A panel sparked discussion amongst students and staff about traditional gender roles, the church’s attitude toward women, marriage and stereotypes portrayed by the media, after a showing of the documentary “Miss Representation.”
The film is narrated by Jennifer Siebel Newsom, an expectant mother who fears how a world shaped by the media will affect her daughter’s life. She said the media portrays an ideal woman that women buy into and it leads them to self-objectification, depression, and lower confidence and ambition.
“Miss Representation” addressed the degradation of women in advertisements, movies, cartoons, politics, business and news.
English professor Pam Parker was part of the panel discussion and urged the audience to be conscious of their media purchases.
“Think about the images you’re supporting with your money,” Parker said.
Women who have made it to the top of their profession — including Lisa Ling, Condoleezza Rice, Katie Couric and Rachel Maddow — were interviewed in the film. Each of them admitted that for women to be accepted in a position of power there would need to be a “kind of psychological breakthrough.”
In the film Newsom said there have been a few more than 30 women who have served as governors in America. She said there are more women in politics in Cuba, Iraq and Afghanistan.
Sophomore Mackenzie Young said she found watching the film difficult as it made her realize how women were being objectified and portrayed unrealistically by the mass media.
“It was very intense and it made me aware of everything that has been ingrained in me and that has shaped me and how wrong a lot of it is,” Young said. “It broke my heart, actually. I think it’s something that everyone needs to see or hear or at least begin to talk about.”
Young said she hasn’t bought a pop magazine since high school because she didn’t like the false portrayal of women, but has now noticed how those images are everywhere, including her seemingly innocent travel magazine.
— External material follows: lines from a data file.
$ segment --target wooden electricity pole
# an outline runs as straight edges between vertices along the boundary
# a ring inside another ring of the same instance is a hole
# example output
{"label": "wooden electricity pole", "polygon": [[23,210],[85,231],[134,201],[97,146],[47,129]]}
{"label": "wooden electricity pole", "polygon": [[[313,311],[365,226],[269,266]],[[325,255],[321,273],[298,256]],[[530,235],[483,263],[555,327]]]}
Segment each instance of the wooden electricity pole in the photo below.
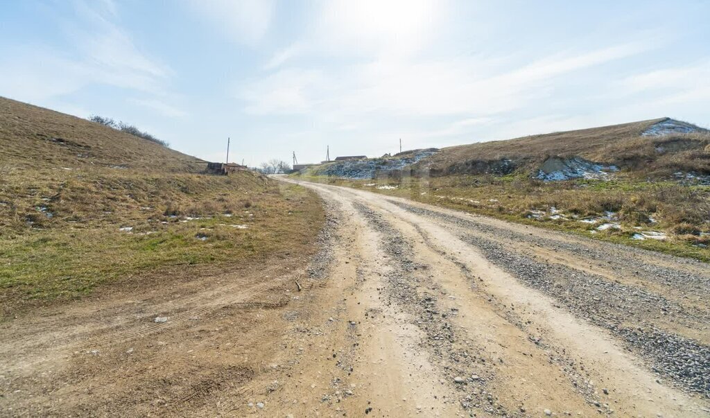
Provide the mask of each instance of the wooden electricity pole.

“We put too much pressure on ourselves,” Young said. “After seeing this it makes me want to tear those pages right out of my magazine. I compare myself all the time to these images, which is sad because I know they’re false, but it’s hard not to.”
Wondering about where to go from here, Young said she intends to start with practical changes by encouraging her female friends.
“I really want to empower women to be proud of what we’re capable of and I don’t want our fears to hold us back,” Young said.
One issue debated by students after the event was how negative stereotypes affect both women and men, and whether “feminism” was a good term.
“Personally, I struggle to call myself a feminist because I feel that it’s known as a negative term and you don’t want to be a feminist because people are going to look at you and think you hate men or that women should rule the world,” Young said. “I believe in equality, that women and men should be working together. I don’t believe one should be better than the other.”
Junior Greg Wight, who helped put on the event, said he definitely considers himself a feminist in some areas, but is hesitant to call himself that. He said he would rather share ideas than be labeled.
“It’s about an equality between male and female, but it’s often understood as ‘we’re women and we’re going to take over,’” Wight said.
Sophomore Andy Rowland said he recognizes the challenge women face and is also concerned by the portrayal of masculinity in the media.
“I feel like men have certain alpha types that are portrayed in the media and a lot of it is the hyper masculine — you know, if you’re not big, strong and fighting explosions then you’re not a real man,” Rowland said. “So it is a challenge that men face, too, and certain aspects such as cooking, sewing and cleaning are not portrayed as masculine and meant for men.”
Rowland said he felt the misrepresentation of women by the media also affects men’s psychology concerning women.
“I think it gives women a false sense of beauty and men a very narrow view of beauty — that a woman must fit this criteria of skinny waist and large boobs,” Rowland said.
Addressing the audience, Parker encouraged female students to use their voices.
“It’s not enough women, to be good girls,” Parker said. “It’s not enough to get good grades, you have to speak up.”